Ce nouveau dispositif, dit de « cristallisation des moyens », pourrait permettre de mettre à mal la stratégie de certains requérants consistant à présenter leurs moyens au « compte goutte », tactique parfois mise en œuvre afin de contourner la possibilité dont dispose le bénéficiaire de l’autorisation attaquée de purger certains vices régularisables en sollicitant la délivrance d’un permis modificatif.
L’objectif est ici de limiter les recours à caractère « mafieux », tout en préservant la possibilité de transiger avec les requérants de bonne foi.
En sixième et dernier lieu, le décret limite fortement la possibilité d’interjeter appel de certains jugements de tribunaux administratifs.
Il s’agit d’une mesure provisoire, applicable aux recours déposés entre le 1er décembre 2013 et le 1er décembre 2018.

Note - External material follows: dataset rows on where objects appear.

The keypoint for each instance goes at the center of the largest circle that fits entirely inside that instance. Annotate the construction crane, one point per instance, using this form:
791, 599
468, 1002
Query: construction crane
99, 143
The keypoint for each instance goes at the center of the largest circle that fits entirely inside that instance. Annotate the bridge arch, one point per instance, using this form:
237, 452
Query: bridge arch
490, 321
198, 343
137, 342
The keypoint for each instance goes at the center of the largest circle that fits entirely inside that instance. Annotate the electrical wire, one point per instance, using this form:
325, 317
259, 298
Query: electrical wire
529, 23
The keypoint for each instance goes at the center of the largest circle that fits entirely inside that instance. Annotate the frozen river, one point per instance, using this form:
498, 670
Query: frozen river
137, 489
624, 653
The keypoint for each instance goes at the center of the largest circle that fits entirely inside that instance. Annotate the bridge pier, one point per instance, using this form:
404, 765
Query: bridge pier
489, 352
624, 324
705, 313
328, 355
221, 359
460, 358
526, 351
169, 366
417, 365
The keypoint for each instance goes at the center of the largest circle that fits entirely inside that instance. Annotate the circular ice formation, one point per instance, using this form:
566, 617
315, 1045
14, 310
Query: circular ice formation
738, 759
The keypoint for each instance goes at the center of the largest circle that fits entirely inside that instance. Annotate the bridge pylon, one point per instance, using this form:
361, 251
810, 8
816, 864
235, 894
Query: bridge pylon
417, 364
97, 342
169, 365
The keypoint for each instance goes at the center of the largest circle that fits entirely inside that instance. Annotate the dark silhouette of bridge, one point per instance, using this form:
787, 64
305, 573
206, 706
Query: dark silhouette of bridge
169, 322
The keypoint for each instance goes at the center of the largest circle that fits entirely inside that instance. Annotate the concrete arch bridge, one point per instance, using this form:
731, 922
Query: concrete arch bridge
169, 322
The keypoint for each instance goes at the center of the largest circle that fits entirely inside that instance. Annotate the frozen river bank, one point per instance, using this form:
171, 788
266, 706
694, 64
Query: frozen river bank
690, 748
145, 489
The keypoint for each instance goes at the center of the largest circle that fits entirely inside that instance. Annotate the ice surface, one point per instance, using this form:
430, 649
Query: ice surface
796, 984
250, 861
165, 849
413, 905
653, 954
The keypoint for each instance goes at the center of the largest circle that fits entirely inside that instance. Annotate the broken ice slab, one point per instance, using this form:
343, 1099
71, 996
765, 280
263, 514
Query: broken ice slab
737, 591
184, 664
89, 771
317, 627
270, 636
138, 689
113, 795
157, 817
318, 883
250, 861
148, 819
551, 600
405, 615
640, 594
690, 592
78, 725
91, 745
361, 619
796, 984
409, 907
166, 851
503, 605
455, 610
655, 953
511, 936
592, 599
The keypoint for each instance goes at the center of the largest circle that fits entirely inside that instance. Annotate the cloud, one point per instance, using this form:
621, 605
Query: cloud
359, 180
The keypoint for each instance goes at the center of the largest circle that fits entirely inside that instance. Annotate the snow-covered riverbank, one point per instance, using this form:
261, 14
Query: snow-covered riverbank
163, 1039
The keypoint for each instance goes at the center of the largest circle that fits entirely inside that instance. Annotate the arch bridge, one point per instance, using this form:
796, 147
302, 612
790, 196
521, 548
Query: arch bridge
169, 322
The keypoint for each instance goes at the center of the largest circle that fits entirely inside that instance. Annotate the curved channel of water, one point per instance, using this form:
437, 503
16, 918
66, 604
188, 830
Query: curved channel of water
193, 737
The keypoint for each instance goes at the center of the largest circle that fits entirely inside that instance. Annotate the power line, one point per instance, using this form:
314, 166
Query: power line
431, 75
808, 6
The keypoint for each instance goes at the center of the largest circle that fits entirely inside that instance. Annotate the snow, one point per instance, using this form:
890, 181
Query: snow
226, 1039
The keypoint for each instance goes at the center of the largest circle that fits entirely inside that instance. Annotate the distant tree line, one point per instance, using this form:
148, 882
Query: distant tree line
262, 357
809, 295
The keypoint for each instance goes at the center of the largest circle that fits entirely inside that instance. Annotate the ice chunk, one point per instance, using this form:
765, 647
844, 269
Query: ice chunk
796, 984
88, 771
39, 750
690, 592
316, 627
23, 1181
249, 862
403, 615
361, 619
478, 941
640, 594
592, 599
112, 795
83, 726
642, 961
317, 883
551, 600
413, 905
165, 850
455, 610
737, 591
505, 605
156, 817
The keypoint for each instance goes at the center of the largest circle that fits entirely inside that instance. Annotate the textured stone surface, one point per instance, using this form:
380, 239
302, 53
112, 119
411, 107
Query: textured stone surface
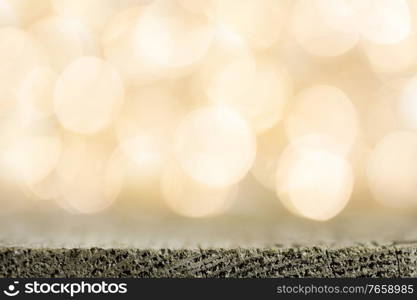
355, 261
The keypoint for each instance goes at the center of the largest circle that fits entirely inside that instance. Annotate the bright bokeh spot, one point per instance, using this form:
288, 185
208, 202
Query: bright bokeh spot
259, 93
313, 182
35, 94
169, 36
313, 30
19, 54
64, 40
407, 106
325, 110
215, 146
189, 198
88, 96
90, 177
392, 172
260, 22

Elle s’appliquera aux recours formés contre :
– les permis de construire et de démolir portant sur des constructions à usage principal d’habitation
– les permis d’aménager portant sur des lotissements
dès lors que le projet attaqué est situé en tout ou partie dans une commune au sein de laquelle s’applique la taxe annuelle sur les logements vacants.
En définitive, il ne nous semble pas que ces nouveaux outils soient de nature à révolutionner les pratiques contentieuses en matière d’urbanisme :
– la nouvelle définition codifiée de l’intérêt à agir semble relativement proche de l’ancienne définition jurisprudentielle.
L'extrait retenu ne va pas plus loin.